Quite recently Deutsche Bank paid a $2.5 billion fine for illegal manipulation of the Libor. No less than $200 million of that went not to the authorities but to a whistle-blower who provided “timely original information” that significantly contributed to the “already ongoing investigation”, as the CFTC put it.
This came shortly after the SEC awarded $110 million to another whistle-blower, breaking the previous record in this area, held by the SEC, of $114 million, set at the end of 2020.
All in all, in 2021 over $1 billion were distributed to whistle-blowers in the US, but the trend isn’t limited to the States. In March this year the FCA launched a campaign called “In Confidence, with Confidence”, which includes a “digital toolkit” designed to help whistle-blowers come forward. Yes, exactly – the FCA is digitising its online onboarding of whistle-blowers.

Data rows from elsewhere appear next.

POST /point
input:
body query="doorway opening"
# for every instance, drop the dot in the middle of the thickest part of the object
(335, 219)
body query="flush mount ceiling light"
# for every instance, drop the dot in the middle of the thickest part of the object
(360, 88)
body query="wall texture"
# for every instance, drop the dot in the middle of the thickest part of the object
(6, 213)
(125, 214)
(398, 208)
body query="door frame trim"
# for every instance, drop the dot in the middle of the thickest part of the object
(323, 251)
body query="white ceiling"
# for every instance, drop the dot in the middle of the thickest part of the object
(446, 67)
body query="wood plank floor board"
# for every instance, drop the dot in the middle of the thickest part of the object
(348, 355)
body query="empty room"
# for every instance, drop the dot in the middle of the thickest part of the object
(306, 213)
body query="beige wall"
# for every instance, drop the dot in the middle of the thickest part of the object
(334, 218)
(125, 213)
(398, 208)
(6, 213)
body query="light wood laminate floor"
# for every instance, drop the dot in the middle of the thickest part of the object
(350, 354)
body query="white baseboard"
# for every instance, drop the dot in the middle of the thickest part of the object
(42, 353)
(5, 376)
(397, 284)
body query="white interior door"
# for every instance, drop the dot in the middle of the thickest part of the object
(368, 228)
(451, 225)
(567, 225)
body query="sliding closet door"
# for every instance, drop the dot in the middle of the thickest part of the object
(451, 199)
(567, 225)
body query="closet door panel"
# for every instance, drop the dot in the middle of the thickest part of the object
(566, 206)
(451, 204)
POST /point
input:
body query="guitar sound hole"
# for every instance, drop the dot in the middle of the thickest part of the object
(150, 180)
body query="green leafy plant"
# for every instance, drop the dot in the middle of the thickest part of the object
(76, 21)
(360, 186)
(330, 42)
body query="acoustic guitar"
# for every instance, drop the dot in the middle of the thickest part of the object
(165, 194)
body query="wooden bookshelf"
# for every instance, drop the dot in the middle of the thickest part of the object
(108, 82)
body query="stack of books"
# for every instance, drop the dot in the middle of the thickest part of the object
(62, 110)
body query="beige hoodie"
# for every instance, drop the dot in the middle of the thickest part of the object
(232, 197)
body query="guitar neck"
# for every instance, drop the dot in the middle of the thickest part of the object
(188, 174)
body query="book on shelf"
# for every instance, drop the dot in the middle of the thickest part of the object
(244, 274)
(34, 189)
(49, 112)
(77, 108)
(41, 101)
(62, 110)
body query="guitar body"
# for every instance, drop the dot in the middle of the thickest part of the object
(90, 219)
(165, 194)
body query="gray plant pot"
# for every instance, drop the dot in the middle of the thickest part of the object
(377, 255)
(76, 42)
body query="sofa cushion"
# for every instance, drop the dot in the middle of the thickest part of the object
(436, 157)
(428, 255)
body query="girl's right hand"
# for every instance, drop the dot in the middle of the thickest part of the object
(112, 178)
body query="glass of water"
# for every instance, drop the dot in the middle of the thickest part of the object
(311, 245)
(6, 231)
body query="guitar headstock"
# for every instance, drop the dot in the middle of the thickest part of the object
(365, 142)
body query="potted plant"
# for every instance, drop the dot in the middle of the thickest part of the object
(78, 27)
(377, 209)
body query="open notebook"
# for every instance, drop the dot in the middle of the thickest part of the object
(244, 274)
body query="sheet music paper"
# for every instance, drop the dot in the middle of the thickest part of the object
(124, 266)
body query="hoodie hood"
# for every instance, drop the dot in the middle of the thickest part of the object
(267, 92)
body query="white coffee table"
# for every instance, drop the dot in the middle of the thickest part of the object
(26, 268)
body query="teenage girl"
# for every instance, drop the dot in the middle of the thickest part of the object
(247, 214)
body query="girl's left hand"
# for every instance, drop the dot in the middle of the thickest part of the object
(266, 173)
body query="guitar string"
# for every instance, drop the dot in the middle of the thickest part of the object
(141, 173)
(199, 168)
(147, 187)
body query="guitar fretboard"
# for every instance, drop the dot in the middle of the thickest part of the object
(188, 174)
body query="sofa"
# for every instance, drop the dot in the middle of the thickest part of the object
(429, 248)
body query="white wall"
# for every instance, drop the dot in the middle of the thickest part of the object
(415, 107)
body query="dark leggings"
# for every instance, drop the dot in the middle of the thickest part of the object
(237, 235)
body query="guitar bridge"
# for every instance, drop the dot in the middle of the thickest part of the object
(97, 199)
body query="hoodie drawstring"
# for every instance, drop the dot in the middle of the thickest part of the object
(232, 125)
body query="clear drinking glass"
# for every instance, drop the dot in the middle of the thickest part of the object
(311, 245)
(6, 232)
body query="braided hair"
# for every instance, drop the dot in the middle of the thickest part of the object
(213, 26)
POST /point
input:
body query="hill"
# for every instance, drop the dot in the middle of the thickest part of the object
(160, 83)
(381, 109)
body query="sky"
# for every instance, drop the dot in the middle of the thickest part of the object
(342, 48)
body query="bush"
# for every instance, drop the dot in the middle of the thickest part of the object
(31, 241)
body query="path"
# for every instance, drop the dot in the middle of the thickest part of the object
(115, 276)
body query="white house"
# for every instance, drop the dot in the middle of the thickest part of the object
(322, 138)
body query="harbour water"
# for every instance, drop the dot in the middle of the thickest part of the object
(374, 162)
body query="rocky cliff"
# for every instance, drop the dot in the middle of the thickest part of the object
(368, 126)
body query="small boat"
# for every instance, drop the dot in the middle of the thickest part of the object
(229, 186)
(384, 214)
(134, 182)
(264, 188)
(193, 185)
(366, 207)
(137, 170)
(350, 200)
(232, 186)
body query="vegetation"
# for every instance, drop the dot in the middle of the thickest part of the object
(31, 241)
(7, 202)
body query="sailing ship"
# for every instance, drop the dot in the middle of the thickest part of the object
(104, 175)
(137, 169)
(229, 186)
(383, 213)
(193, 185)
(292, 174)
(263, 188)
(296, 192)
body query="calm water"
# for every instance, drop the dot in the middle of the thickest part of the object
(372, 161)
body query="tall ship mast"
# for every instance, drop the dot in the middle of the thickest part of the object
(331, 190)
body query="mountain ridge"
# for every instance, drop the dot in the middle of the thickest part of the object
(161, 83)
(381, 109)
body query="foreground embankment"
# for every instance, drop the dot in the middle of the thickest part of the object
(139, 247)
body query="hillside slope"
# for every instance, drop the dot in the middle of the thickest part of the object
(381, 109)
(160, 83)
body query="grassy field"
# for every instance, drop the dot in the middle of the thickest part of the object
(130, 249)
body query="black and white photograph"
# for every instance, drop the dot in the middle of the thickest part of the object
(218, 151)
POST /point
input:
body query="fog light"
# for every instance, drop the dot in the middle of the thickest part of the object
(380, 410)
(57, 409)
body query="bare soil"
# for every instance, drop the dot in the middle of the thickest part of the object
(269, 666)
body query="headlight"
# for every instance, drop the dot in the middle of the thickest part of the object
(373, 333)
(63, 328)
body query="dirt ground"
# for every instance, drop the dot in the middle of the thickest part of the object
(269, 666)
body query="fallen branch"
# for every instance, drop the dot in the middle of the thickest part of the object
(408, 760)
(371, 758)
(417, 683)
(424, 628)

Now, unless you intend on remunerating all your employees in the millions of dollars, the only real solution for this threat is to simply comply with regulations. RegTech tools that automate onboarding, and keep a neat audit track, can help you with that.
THREAT NO. 5 “MiFIDation” of Crypto, Payments
SOLUTION Set the Infrastructure Already Today
Earlier this year the EU published a briefing by the name “Updating the Crypto Assets Regulation and establishing a pilot regime for distributed ledger technology” in which it briefed, among others, that “the markets in crypto assets (MiCA) proposal intends to adapt to the latest technological trends in the fintech sector and to address the problem that all crypto assets do not fall within the existing markets covered by financial services legislation in the EU (also known as MiFID II).” Under the “range of options considered” by the EU, according to the briefing, were also “options for crypto-assets qualifying as financial instruments under MiFID II”. One of these options was even “legislation free”, meaning, that certain crypto assets will be classified as securities by power of the Commission and ESMA communications and guidelines alone.
This is another clear sign that onboarding regulations in the crypto sector – and possibly the payments sector as well – are likely to tighten in the near future.
This requires organisations to lay the foundations for a MiFID-like onboarding process. This should affect, of course, the choice of providers already now – no point choosing a client onboarding platform that does not have the capability to perform MiFID II like onboarding, because it might require replacing in a year or two.